18 Apr. (EUROPE PRESS) –
The Crown Prince of Kuwait, Meshal al Ahmad al Sabá, has announced that the Parliament recently restored by the Constitutional Court will be dissolved again and has anticipated that there will be legislative elections in the coming months, in the midst of the serious political crisis in which it finds itself. engulfed the Asian country.
The Prime Minister of Kuwait, Ahmad Nauaf al Sabá, unveiled a new government on April 9 after the Constitutional Court ordered the annulment of the 2022 legislative elections in March and ordered the restoration of the composition of the previous chamber.

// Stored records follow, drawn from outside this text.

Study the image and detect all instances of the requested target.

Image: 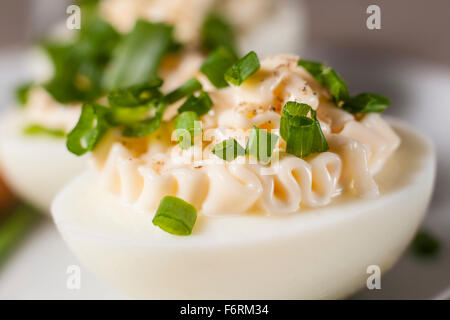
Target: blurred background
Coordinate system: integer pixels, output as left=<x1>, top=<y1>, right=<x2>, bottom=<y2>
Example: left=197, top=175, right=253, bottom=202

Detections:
left=0, top=0, right=450, bottom=299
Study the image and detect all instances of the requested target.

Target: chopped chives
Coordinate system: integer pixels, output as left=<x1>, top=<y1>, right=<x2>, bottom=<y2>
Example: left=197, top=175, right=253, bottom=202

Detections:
left=298, top=59, right=349, bottom=105
left=245, top=126, right=279, bottom=163
left=211, top=138, right=245, bottom=161
left=15, top=82, right=33, bottom=106
left=108, top=78, right=163, bottom=107
left=104, top=20, right=174, bottom=89
left=286, top=117, right=314, bottom=158
left=164, top=78, right=202, bottom=104
left=342, top=93, right=391, bottom=113
left=152, top=196, right=197, bottom=236
left=66, top=104, right=108, bottom=156
left=178, top=91, right=213, bottom=117
left=23, top=124, right=66, bottom=138
left=411, top=230, right=441, bottom=258
left=200, top=48, right=236, bottom=88
left=280, top=101, right=311, bottom=141
left=175, top=111, right=198, bottom=150
left=298, top=59, right=391, bottom=113
left=280, top=101, right=328, bottom=158
left=311, top=110, right=329, bottom=153
left=225, top=51, right=261, bottom=86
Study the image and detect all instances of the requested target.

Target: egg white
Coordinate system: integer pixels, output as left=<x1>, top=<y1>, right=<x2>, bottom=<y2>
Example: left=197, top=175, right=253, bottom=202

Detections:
left=0, top=110, right=87, bottom=213
left=52, top=122, right=436, bottom=299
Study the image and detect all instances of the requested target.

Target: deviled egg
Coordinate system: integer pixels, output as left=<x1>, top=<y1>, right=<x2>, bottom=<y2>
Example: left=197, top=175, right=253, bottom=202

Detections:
left=0, top=0, right=304, bottom=212
left=52, top=52, right=435, bottom=299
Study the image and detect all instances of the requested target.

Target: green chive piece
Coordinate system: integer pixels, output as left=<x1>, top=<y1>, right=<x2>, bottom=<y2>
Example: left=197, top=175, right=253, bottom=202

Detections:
left=175, top=111, right=199, bottom=150
left=200, top=48, right=236, bottom=89
left=164, top=78, right=202, bottom=104
left=178, top=91, right=213, bottom=117
left=108, top=78, right=163, bottom=107
left=286, top=117, right=314, bottom=158
left=245, top=126, right=279, bottom=163
left=42, top=17, right=121, bottom=103
left=23, top=124, right=66, bottom=138
left=225, top=51, right=261, bottom=86
left=152, top=196, right=197, bottom=236
left=280, top=101, right=311, bottom=141
left=122, top=100, right=167, bottom=138
left=66, top=104, right=108, bottom=156
left=15, top=82, right=33, bottom=106
left=202, top=13, right=237, bottom=56
left=105, top=20, right=174, bottom=89
left=298, top=59, right=349, bottom=105
left=311, top=110, right=329, bottom=153
left=411, top=230, right=441, bottom=258
left=211, top=138, right=245, bottom=161
left=342, top=93, right=391, bottom=113
left=280, top=101, right=328, bottom=158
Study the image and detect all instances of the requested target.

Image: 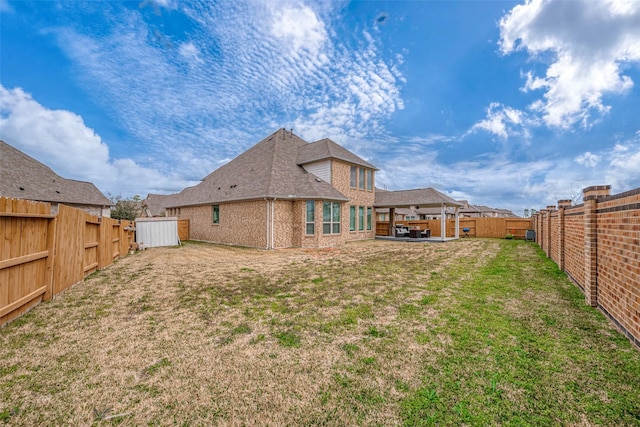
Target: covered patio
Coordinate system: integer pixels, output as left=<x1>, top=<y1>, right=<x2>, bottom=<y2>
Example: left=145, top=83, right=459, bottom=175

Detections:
left=374, top=188, right=463, bottom=242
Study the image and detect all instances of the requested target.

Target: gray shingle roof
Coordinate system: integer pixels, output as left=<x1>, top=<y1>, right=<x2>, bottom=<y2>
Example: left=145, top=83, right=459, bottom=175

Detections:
left=144, top=193, right=173, bottom=217
left=0, top=140, right=112, bottom=206
left=298, top=138, right=378, bottom=170
left=374, top=187, right=462, bottom=207
left=164, top=129, right=350, bottom=207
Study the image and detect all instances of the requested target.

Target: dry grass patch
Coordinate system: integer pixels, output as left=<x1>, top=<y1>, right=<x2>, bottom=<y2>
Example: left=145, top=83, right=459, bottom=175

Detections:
left=0, top=239, right=640, bottom=425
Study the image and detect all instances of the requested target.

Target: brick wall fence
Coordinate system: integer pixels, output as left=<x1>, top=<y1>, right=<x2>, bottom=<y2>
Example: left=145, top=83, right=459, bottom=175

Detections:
left=533, top=185, right=640, bottom=347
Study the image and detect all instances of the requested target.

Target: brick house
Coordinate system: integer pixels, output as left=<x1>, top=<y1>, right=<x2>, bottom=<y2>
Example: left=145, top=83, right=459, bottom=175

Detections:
left=163, top=129, right=378, bottom=249
left=0, top=140, right=112, bottom=217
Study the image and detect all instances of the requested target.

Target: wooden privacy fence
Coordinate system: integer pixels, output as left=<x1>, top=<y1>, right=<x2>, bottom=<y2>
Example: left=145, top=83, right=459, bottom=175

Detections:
left=0, top=197, right=133, bottom=325
left=376, top=218, right=533, bottom=239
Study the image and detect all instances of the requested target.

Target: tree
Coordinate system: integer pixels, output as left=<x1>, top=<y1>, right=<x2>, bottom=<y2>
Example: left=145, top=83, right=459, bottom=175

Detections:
left=109, top=194, right=142, bottom=221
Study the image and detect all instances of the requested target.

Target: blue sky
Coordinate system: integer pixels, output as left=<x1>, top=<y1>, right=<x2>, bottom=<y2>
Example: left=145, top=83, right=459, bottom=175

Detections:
left=0, top=0, right=640, bottom=215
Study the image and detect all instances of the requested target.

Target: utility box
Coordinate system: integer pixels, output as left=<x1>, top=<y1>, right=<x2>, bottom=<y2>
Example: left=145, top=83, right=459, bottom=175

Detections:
left=136, top=217, right=180, bottom=248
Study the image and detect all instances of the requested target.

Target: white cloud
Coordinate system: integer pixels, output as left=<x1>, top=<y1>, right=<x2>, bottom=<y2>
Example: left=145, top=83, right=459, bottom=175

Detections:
left=467, top=102, right=533, bottom=139
left=0, top=85, right=196, bottom=196
left=46, top=0, right=404, bottom=166
left=500, top=0, right=640, bottom=128
left=574, top=151, right=600, bottom=168
left=605, top=140, right=640, bottom=193
left=178, top=42, right=203, bottom=65
left=271, top=5, right=327, bottom=56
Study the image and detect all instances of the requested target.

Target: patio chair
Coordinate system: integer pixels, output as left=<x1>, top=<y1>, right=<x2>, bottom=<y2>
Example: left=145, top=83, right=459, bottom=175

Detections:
left=396, top=227, right=409, bottom=237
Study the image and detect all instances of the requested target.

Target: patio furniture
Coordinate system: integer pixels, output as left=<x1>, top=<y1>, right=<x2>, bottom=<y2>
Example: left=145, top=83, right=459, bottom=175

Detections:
left=396, top=226, right=409, bottom=237
left=409, top=229, right=422, bottom=239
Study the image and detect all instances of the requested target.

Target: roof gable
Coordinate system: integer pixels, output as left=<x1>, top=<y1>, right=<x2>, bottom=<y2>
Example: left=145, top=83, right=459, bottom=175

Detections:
left=0, top=140, right=112, bottom=206
left=297, top=138, right=378, bottom=170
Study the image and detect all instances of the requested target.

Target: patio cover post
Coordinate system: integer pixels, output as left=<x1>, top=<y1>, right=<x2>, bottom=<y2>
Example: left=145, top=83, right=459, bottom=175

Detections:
left=453, top=206, right=460, bottom=239
left=440, top=203, right=447, bottom=242
left=389, top=208, right=396, bottom=237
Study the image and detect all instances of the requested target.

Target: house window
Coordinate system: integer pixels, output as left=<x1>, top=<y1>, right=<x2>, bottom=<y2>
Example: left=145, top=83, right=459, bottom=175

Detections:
left=349, top=206, right=356, bottom=231
left=306, top=200, right=316, bottom=234
left=322, top=202, right=340, bottom=234
left=211, top=205, right=220, bottom=224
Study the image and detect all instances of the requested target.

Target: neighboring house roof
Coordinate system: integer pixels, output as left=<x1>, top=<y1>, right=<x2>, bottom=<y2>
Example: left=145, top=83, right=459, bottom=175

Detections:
left=144, top=193, right=173, bottom=217
left=374, top=187, right=462, bottom=208
left=0, top=140, right=112, bottom=206
left=298, top=138, right=378, bottom=170
left=165, top=129, right=360, bottom=207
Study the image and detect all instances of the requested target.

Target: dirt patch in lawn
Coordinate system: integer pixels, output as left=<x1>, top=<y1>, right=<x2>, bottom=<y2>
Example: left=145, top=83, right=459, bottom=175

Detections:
left=0, top=240, right=497, bottom=425
left=5, top=239, right=640, bottom=425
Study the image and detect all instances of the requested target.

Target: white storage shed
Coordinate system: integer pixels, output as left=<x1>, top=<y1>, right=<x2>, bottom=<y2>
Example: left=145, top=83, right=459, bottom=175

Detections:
left=136, top=217, right=180, bottom=248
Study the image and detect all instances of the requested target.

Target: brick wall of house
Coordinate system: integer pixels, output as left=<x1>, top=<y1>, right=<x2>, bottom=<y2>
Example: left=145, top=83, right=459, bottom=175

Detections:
left=331, top=160, right=376, bottom=241
left=534, top=185, right=640, bottom=346
left=179, top=200, right=267, bottom=248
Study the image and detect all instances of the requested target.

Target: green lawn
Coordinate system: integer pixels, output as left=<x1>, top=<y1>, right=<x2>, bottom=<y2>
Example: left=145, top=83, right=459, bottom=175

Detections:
left=0, top=239, right=640, bottom=426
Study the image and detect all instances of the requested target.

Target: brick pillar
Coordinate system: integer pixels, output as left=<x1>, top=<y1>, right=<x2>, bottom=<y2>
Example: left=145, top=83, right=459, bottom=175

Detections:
left=582, top=185, right=611, bottom=307
left=544, top=205, right=556, bottom=258
left=558, top=199, right=571, bottom=271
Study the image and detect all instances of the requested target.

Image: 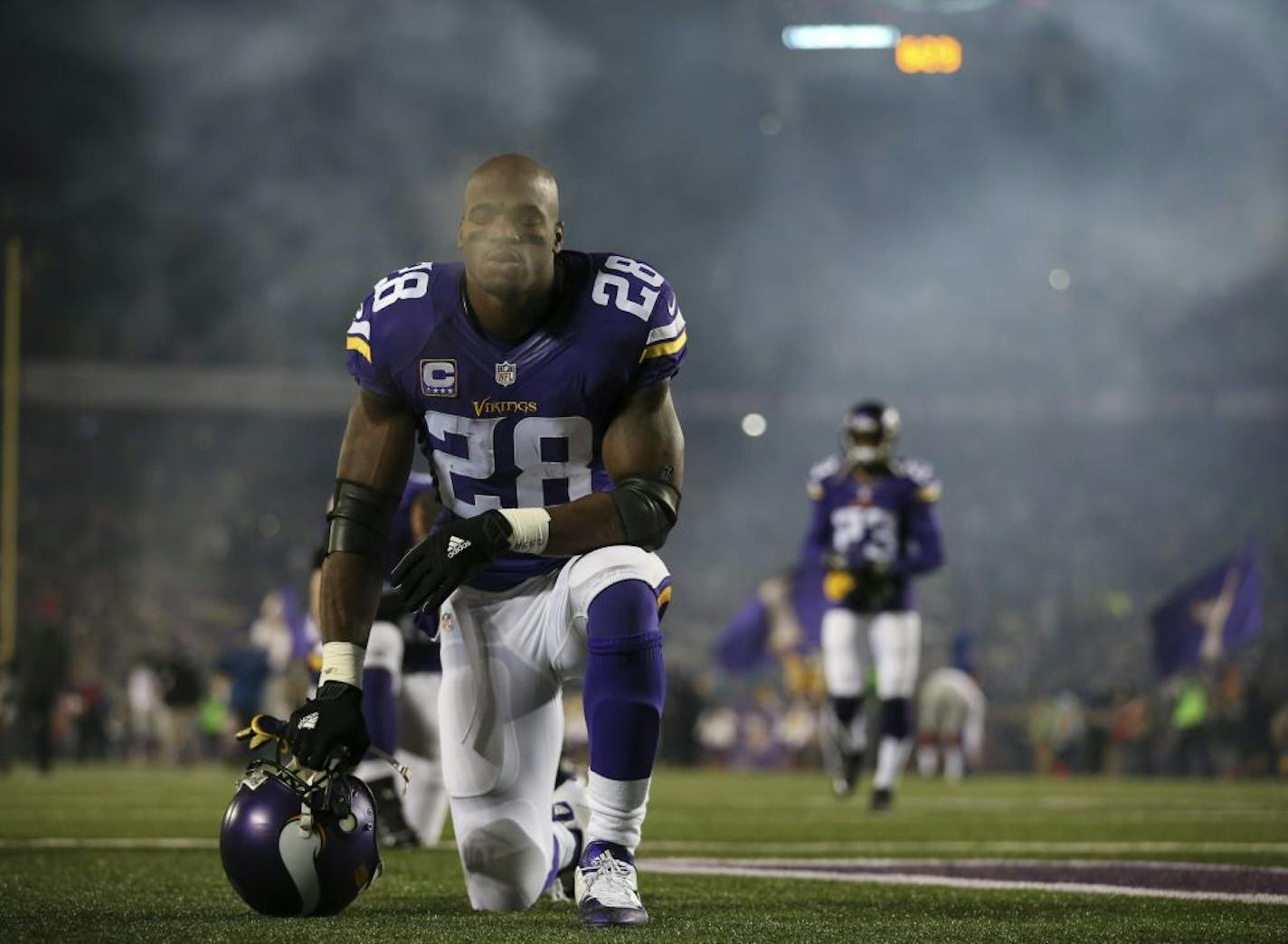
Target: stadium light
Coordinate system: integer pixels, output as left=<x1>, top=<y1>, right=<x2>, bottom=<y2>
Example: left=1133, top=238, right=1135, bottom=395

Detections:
left=742, top=413, right=769, bottom=439
left=783, top=24, right=899, bottom=51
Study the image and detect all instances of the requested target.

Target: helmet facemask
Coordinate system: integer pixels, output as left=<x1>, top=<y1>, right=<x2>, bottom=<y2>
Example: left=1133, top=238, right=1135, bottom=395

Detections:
left=841, top=403, right=899, bottom=471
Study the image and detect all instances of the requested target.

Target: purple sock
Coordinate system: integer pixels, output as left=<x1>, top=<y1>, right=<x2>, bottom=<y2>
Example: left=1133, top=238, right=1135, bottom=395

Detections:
left=582, top=580, right=666, bottom=780
left=362, top=668, right=398, bottom=756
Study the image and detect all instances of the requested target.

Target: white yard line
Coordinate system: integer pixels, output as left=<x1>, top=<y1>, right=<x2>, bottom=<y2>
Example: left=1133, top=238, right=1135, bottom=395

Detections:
left=0, top=835, right=456, bottom=850
left=644, top=840, right=1288, bottom=855
left=639, top=859, right=1288, bottom=905
left=0, top=835, right=219, bottom=849
left=695, top=856, right=1288, bottom=874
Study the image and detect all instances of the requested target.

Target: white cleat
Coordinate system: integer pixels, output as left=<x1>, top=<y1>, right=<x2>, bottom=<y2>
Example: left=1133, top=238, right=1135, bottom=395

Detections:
left=576, top=840, right=648, bottom=927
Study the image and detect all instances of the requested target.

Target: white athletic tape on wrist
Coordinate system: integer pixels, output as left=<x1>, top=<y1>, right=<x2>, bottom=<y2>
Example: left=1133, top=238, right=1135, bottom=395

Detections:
left=501, top=509, right=550, bottom=553
left=318, top=643, right=367, bottom=689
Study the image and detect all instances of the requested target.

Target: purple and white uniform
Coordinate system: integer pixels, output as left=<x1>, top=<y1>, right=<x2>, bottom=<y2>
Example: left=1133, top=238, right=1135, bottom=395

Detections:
left=346, top=251, right=687, bottom=911
left=346, top=251, right=687, bottom=590
left=801, top=456, right=942, bottom=610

However, the Kuwaiti crown prince has indicated that the emir, Nauaf al Ahmed al Sabá, has decided to “dissolve the 2020 National Assembly, restored by the Constitutional Court” and “call general elections in the coming months”, according to the Kuwaiti state news agency, KUNA.
The crown prince, who has read a statement signed by the emir -who has transferred most of the executive functions to him-, has maintained that the dissolution of Parliament is part of the “popular will” and has opted for new elections and “legal and political reforms”.
The 2022 elections were marked by outstanding victories for opposition candidates, Islamists among them, and the consolidation of formations such as the Islamic Constitutional Movement, the Kuwaiti affiliate of the Muslim Brotherhood, one of the most important Islamist organizations in the world.
This tug of war is one more episode of the usual tension between the Kuwaiti executive and legislative branches in a country that has granted Parliament more important powers than other of its neighbors. The latest political crisis has led, for example, to delays in the approval of a state budget for the 2022/2023 fiscal year and other economic reforms.